Vrijstellingsregeling Wet toezicht beleggingsinstellingen

[Regeling vervallen per 01-01-2007.]
Geraadpleegd op 03-06-2024. Gebruikte datum 'geldig op' 01-09-2005 en zichtdatum 20-05-2024.
Geldend van 01-09-2005 t/m 31-12-2005

Uitvoeringsregelingen Wet toezicht beleggingsinstellingen (ex art. 14)

De minister van Financiën,

Gelet op artikel 14 van de Wet toezicht beleggingsinstellingen (Stb. 1990, 380);

Gezien het advies van De Nederlandsche Bank N.V. (d.d. 4 oktober 1990)

Besluit:

Artikel 1

[Regeling vervallen per 01-01-2007]

  • 1 Van de in artikel 4, eerste en tweede lid, van de Wet toezicht beleggingsinstellingen vervatte verboden wordt vrijstelling verleend indien de gelden of andere goederen ter deelneming in een beleggingsinstelling uitsluitend worden gevraagd aan of verkregen van natuurlijke personen of rechtspersonen die beroeps- of bedrijfsmatig handelen of beleggen in beleggingsobjecten dan wel indien de rechten van deelneming in een beleggingsinstelling als hiervoor bedoeld uitsluitend worden aangeboden aan deze categorie natuurlijke personen en rechtspersonen.

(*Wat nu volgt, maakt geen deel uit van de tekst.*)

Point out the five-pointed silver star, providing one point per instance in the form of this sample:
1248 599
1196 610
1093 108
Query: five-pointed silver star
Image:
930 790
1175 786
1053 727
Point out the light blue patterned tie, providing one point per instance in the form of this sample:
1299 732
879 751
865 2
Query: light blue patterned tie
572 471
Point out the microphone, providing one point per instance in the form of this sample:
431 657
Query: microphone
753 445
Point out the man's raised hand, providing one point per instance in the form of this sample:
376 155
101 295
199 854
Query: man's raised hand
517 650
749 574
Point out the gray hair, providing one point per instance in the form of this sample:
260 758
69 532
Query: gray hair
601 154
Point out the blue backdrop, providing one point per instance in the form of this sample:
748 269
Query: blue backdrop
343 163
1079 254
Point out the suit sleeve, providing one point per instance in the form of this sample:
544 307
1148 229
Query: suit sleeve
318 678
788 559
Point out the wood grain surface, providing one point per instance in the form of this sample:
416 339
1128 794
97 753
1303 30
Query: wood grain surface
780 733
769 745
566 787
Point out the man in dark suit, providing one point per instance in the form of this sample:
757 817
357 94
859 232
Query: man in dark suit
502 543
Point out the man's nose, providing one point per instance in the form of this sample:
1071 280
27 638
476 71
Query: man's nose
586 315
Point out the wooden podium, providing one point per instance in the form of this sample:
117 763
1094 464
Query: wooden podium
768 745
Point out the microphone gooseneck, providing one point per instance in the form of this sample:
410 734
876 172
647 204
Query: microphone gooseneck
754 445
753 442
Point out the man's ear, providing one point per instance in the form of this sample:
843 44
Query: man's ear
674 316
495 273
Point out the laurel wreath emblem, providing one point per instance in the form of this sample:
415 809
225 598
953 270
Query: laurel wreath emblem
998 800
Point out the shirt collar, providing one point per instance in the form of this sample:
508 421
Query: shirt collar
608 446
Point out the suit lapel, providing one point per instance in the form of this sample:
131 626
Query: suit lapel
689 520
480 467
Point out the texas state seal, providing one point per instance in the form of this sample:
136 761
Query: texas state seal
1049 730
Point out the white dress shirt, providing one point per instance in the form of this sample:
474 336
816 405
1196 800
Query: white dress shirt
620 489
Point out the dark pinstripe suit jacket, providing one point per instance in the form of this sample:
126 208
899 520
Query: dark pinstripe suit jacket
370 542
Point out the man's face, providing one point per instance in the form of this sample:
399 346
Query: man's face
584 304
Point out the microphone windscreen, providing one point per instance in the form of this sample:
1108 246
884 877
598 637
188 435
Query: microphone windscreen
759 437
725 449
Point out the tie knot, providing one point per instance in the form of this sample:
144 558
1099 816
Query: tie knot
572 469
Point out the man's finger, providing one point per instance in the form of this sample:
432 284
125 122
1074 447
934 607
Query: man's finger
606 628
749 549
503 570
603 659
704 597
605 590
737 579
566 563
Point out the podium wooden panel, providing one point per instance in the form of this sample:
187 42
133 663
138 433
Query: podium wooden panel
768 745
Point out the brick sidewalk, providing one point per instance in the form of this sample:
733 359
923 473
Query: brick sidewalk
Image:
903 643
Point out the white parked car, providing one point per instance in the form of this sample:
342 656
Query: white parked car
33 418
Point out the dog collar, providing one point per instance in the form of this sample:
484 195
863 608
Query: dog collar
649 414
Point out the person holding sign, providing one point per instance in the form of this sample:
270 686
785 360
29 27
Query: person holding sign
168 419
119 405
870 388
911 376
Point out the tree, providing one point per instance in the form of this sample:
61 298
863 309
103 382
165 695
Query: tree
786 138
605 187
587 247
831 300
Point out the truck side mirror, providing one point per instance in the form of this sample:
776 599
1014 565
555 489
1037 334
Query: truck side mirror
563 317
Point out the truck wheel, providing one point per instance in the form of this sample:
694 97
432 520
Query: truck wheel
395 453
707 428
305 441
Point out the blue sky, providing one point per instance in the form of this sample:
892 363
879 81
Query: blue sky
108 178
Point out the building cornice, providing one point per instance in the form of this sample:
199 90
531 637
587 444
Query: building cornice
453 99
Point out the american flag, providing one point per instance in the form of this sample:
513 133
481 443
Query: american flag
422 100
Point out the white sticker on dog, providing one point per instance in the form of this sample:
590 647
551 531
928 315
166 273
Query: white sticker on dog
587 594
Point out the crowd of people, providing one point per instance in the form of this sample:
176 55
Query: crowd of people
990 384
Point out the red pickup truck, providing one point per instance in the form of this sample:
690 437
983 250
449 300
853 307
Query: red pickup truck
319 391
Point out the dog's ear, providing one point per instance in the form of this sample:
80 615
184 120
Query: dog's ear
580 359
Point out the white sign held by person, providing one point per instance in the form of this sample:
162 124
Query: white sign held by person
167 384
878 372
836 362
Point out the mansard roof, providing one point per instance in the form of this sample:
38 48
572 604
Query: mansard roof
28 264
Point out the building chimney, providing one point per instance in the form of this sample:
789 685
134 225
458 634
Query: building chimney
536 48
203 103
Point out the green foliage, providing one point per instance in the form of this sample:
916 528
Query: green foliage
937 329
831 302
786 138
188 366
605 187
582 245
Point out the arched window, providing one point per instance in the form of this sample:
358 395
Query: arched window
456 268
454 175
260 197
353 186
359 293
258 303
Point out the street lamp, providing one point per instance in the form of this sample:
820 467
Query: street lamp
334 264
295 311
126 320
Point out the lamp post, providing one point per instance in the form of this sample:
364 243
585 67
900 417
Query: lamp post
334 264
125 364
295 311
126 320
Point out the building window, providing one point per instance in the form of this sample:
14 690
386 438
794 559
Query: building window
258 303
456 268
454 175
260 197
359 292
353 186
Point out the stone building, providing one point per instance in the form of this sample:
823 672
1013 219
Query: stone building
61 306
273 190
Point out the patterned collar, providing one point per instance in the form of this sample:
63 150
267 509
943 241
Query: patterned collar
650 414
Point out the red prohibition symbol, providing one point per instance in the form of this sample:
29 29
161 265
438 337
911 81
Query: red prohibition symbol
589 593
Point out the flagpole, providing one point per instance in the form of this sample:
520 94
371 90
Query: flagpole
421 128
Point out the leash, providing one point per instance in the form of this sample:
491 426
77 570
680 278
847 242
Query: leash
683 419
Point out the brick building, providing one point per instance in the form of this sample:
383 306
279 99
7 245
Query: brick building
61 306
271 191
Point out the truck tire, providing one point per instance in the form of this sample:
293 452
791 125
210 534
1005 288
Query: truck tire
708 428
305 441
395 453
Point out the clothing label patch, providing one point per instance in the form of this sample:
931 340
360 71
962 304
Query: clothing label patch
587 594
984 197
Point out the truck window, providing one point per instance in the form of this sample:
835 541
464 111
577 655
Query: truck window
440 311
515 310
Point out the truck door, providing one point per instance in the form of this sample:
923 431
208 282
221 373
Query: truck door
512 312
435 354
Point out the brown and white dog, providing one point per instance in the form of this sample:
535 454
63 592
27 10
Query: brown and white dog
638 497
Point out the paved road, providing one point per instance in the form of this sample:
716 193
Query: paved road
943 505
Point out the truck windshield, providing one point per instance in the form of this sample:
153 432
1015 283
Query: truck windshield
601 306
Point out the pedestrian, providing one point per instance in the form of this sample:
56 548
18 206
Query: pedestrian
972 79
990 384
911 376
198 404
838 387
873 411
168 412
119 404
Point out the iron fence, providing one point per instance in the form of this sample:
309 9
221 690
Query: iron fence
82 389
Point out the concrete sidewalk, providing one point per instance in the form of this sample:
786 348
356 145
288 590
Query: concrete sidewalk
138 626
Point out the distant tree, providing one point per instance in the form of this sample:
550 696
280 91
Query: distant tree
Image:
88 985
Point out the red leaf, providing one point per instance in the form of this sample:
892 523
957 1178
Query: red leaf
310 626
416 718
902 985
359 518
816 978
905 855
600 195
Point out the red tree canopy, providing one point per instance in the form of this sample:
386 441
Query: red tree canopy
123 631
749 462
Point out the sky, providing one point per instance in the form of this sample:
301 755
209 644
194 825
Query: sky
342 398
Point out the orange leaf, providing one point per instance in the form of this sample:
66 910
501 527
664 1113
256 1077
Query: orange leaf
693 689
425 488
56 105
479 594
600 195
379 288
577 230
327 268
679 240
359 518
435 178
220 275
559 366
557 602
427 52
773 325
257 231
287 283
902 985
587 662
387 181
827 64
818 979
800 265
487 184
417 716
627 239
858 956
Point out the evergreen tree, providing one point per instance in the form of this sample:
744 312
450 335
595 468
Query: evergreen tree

  • 2 Aan de vrijstelling, bedoeld in het eerste lid, wordt het voorschrift verbonden dat in het aanbod dan wel in advertenties of documenten waarin het aanbod in het vooruitzicht wordt gesteld, wordt vermeld dat het aanbod uitsluitend is onderscheidenlijk zal zijn gericht tot de in het eerste lid bedoelde personen.

Artikel 2

[Regeling vervallen per 01-01-2007]

  • 2 Van de in artikel 4, eerste en tweede lid, van de Wet toezicht beleggingsinstellingen vervatte verboden wordt vrijstelling verleend aan participatiemaatschappijen, niet zijnde particuliere participatiemaatschappijen als bedoeld in het eerste lid, voor zover:

    • a. de aandelen van de ondernemingen die worden gehouden door de participatiemaatschappijen moeilijk dan wel in het geheel niet te plaatsen zijn bij andere dan de natuurlijke personen of rechtspersonen, bedoeld in artikel 1; en

    • b. de participatiemaatschappijen op grond van een schriftelijk vastgelegde overeenkomst, die een beëindigingsregeling bevat, het bestuur of de raad van commissarissen van de ondernemingen waarvan de aandelen worden gehouden kunnen benoemen, schorsen of ontslaan dan wel op andere wijze invloed kunnen uitoefenen op het bestuur en het dagelijks beleid.

Artikel 2a

[Regeling vervallen per 01-01-2007]

  • 1 Van de in artikel 4, eerste en tweede lid, van de Wet toezicht beleggingsinstellingen vervatte verboden wordt vrijstelling verleend indien:

    • a. de gelden of andere goederen worden gevraagd of verkregen ter deelneming in een beleggingsinstelling waarvan het balanstotaal voor minder dan 50% bestaat uit beleggingen dan wel indien rechten van deelneming in een dergelijke beleggingsinstelling worden aangeboden, en

    • b. minder dan 50% van de totale gerealiseerde opbrengsten gegenereerd wordt uit beleggingen.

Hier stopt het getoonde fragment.